Pulizia morale: la cura che serve all'Italia

Chiunque abbia la fortuna di vivere nel nostro straordinario paese, ricco di bellezze naturali,oltre che di numerosissimi monumenti che la storia ci ha lasciato,accetta con difficoltà il giudizio categorico dell'Agenzia Trasparency International che pone l'Italia al sessantanovesimo posto per il livello di corruzione che la caratterizza da un tempo non precisato. Eppure, di fronte a quello che è successo negli ultimi secoli e decenni della nostra storia non c'è tanto da meravigliarsi.

Stiamo vivendo in quella che molti chiamano la terza repubblica dopo la costituzione del 1948 e che chi scrive, da storico, definisce soltanto il sessantacinquesimo anno della repubblica che si è affermata con il referendum istituzionale del 2 giugno 1946 dopo un'aspra resistenza armata che vide contrapposte la Repubblica Sociale Italiana, alleata con Hitler, e le zone libere del paese, governate dalle truppe angloamericane e percorse sulle montagne e sulle colline dai partigiani scesi a combattere contro i nazionalsocialisti tedeschi e i fascisti di Salò.

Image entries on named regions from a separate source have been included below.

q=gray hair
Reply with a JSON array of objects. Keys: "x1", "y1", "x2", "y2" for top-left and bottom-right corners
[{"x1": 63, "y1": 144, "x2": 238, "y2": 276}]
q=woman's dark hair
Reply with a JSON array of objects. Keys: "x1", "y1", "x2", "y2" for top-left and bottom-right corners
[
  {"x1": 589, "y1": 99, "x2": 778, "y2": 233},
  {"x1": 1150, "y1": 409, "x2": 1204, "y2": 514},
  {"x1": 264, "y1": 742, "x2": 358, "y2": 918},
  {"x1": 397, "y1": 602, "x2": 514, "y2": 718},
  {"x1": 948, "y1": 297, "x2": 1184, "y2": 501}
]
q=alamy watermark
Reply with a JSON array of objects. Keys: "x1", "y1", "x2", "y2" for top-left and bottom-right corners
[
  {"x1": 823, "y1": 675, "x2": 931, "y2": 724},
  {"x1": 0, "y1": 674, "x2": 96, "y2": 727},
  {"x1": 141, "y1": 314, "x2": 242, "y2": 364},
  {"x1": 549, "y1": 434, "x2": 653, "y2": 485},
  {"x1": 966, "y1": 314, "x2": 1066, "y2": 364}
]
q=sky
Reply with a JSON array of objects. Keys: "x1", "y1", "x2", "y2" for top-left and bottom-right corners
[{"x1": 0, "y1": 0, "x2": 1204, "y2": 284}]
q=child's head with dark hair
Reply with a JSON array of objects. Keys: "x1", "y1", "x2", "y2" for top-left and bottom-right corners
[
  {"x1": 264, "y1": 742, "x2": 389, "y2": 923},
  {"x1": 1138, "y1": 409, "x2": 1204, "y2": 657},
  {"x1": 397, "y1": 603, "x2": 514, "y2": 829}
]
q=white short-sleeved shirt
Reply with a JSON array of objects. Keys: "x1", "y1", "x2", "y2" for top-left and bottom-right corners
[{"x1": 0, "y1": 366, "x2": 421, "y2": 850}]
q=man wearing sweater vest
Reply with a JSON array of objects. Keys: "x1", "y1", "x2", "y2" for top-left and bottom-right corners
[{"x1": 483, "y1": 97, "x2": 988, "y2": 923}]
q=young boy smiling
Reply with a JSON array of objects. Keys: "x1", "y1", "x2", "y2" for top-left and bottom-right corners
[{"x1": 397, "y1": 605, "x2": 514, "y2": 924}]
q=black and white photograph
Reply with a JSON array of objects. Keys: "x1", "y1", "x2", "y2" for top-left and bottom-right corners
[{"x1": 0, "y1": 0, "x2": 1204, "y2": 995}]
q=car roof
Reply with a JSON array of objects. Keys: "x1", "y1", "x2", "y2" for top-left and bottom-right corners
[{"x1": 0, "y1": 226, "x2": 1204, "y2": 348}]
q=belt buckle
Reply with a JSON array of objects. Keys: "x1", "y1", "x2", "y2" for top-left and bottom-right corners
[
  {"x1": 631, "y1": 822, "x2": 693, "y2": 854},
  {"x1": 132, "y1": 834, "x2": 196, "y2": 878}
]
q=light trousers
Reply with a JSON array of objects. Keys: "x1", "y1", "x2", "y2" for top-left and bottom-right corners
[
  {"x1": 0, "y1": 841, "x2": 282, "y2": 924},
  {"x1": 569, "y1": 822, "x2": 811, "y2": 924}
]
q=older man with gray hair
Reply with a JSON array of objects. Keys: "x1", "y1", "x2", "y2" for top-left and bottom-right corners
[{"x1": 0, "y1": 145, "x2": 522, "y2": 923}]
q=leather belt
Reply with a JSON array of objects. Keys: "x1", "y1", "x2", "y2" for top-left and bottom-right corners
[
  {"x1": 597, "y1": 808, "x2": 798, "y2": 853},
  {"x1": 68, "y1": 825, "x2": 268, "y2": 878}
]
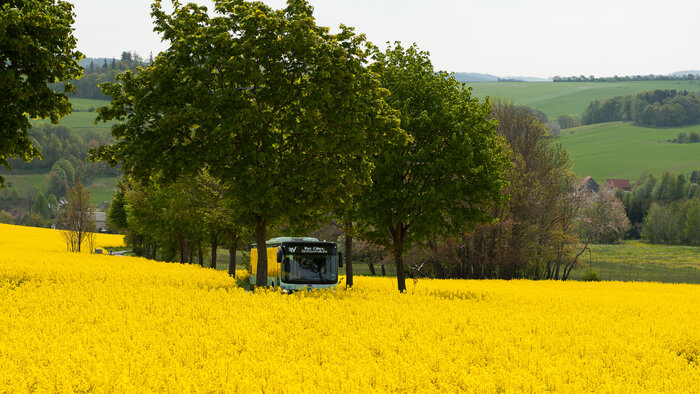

Il presidente, Giorgio Napolitano, ha dovuto di necessità chiamare al governo per un tempo che è difficile misurare per ora (ma che sarà in ogni caso non molto lungo) un gruppo di professori e di tecnici che hanno incominciato ad affrontare i problemi più urgenti, e prima di tutto la grave crisi economica che ha investito l'Europa e l'Occidente, e l'Italia in modo particolare, dopo i danni spaventosi che il trionfo dei populismi ha generato negli ultimi quindici anni.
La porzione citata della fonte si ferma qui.